For anyone who has ever traveled through Riverside, March AFRB is a familiar landmark.
The land on which the museum sits, was graded by mule teams in February of 1918 on a former private air strip called Alessandro, forming a training field for newly minted pilots off to fight in World War I.
It took just 60 days to construct a base of 12 hangers for the JN-4D “Jenny” bi-planes with 6 barracks for 150 men each, officers quarters, machine shop, mess hall, post exchange, and a hospital.
The base also served its part in World War II, but March Air Field really came into prominence in the post-war era as a home to the jet age.
These dudes were very serious.
Happy bonkers skeleton face or jet engine? You decide.
Lighted Astronaut Glove (don’t ask)
B-29A Superfortress Three Feathers III.
Sac? Low Hangers
Choose One Only
Proud to be from the I.E.
In 1999 the Discovery Channel aired the Nature’s Recipe funded “War Dogs – America’s Forgotten Heroes” video. Soon after, Jeff Bennett, Nature’s Recipe founder, spearheaded a fundraising campaign raising over $1 million for the creation of two War Dog Memorials. A year later on a cold rainy February morning, before a crowd of 2000 people, the West Coast War Dog Memorial was dedicated at the March Field Air Museum. The monument was created by sculptor Tom Schomberg whose other works include the Rocky Monument which stands in front of the Philadelphia Museum of Art, and the Veterans Memorial located at the Riverside National Cemetery.
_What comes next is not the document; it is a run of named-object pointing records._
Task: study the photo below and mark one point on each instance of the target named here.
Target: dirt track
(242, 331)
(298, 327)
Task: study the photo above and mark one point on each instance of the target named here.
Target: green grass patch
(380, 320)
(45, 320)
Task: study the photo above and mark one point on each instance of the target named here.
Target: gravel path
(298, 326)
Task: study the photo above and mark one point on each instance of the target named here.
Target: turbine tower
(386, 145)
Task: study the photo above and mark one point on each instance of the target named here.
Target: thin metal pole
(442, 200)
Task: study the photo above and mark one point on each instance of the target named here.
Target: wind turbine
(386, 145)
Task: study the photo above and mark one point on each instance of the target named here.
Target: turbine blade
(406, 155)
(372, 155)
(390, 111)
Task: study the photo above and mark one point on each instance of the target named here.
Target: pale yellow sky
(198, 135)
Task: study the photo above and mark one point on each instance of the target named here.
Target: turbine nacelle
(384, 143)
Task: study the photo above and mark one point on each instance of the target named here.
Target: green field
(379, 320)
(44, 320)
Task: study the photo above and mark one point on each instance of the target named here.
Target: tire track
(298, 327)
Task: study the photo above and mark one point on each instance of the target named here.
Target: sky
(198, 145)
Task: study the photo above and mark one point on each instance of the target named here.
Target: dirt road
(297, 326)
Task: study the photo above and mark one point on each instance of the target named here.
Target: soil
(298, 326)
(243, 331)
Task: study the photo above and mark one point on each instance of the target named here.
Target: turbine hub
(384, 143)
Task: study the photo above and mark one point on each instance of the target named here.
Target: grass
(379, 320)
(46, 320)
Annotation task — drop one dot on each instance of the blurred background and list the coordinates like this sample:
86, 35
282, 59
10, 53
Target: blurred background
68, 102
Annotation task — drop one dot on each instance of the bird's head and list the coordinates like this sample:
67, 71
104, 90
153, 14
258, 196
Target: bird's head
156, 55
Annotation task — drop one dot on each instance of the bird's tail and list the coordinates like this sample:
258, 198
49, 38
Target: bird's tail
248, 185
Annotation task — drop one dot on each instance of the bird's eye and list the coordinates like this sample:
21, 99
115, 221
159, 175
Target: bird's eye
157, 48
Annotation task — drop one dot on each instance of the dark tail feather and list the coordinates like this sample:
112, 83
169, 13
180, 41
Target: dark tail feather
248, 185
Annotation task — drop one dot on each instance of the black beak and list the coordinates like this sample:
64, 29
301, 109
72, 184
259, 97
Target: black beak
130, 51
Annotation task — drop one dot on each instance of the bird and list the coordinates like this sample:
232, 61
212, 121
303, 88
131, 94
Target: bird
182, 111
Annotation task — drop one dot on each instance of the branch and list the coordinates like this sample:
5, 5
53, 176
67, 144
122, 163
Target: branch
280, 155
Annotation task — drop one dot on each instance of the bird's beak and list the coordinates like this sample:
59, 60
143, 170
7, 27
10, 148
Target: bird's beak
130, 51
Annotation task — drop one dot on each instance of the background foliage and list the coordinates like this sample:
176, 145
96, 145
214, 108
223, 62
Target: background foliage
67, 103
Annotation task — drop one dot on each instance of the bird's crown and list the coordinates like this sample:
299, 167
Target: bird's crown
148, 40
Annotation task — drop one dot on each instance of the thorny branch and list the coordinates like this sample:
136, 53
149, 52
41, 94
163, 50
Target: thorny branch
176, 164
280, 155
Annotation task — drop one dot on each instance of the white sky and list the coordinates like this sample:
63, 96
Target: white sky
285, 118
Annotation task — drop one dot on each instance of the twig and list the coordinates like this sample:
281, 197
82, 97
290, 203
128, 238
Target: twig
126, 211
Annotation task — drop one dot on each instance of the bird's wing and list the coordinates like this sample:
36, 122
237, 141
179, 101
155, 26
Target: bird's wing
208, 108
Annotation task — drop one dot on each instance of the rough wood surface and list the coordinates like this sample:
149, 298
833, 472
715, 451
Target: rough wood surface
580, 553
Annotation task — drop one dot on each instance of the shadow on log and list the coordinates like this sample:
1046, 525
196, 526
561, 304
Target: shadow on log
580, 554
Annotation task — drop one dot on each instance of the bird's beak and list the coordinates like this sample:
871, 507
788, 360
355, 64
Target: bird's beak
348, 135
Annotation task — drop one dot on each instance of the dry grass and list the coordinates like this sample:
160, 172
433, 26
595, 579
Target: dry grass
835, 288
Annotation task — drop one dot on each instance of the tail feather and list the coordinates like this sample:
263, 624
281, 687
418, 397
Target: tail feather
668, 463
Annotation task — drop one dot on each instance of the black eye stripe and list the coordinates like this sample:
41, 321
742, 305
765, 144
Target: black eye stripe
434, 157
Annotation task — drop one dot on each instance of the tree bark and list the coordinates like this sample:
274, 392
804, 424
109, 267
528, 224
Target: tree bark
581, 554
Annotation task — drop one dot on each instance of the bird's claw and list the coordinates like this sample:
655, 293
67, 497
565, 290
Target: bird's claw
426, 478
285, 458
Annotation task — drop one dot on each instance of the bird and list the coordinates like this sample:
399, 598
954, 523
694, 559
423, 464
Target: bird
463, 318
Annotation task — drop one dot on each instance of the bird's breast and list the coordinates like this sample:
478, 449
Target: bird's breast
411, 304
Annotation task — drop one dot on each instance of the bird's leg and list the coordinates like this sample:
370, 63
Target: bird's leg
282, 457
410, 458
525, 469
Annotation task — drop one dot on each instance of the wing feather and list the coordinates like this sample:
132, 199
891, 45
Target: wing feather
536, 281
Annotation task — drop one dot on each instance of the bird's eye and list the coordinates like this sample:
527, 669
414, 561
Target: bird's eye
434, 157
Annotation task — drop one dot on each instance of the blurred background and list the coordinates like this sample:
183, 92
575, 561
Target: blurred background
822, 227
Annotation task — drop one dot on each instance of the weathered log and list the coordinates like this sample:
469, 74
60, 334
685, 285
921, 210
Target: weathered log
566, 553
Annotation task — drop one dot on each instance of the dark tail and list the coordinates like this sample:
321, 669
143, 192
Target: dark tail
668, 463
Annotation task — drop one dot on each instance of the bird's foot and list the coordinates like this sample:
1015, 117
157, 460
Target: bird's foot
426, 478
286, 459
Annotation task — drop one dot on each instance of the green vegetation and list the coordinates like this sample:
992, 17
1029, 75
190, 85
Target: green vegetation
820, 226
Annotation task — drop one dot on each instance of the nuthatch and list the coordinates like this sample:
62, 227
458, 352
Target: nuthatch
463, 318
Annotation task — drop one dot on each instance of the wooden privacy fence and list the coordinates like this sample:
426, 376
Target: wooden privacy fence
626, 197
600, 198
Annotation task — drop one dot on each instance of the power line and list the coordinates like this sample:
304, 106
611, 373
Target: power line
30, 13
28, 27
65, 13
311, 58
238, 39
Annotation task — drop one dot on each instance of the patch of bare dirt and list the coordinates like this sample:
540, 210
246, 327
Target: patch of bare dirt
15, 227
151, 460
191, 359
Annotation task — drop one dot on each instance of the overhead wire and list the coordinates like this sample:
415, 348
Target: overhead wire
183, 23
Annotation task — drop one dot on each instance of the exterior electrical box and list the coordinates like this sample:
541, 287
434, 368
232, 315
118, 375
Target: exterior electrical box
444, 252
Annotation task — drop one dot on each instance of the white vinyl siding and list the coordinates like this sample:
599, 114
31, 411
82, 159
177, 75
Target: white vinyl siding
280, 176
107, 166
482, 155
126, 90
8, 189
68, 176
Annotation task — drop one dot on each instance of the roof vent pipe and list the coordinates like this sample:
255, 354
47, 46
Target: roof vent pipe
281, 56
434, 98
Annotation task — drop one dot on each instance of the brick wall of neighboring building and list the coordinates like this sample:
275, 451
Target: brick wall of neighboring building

Since its original dedication in 2000, the March Field Air Museum has held a War Dog Memorial Ceremony in February to honor our military canine heroes and their handlers that served in battle. The second War Dog Memorial is located at Fort Benning, GA. “The War Dog Memorial, as I created it, is meant to illustrate the bond between humans and their canine friends. Second, and most importantly, it is to illustrate the sacrifice that these two figures have made under combat circumstances.” – Tom Schomberg, Sculptor.
The museum is located along the 215 Freeway between Riverside and San Diego, near Perris, California. The entrance is separate from the operational air base at the Van Buren Blvd. exit from the freeway (not the main base exit). The museum is open from 9 am to 4 pm, Tuesday to Sunday and most holidays, except Thanksgiving, Christmas, New Years, and Easter, closed on Mondays. Admission is $10 for teens and adults (12 years and up), $5 for children 5 to 11, and under 5 free. Active Duty military personnel and Reservists in uniform are admitted free of charge.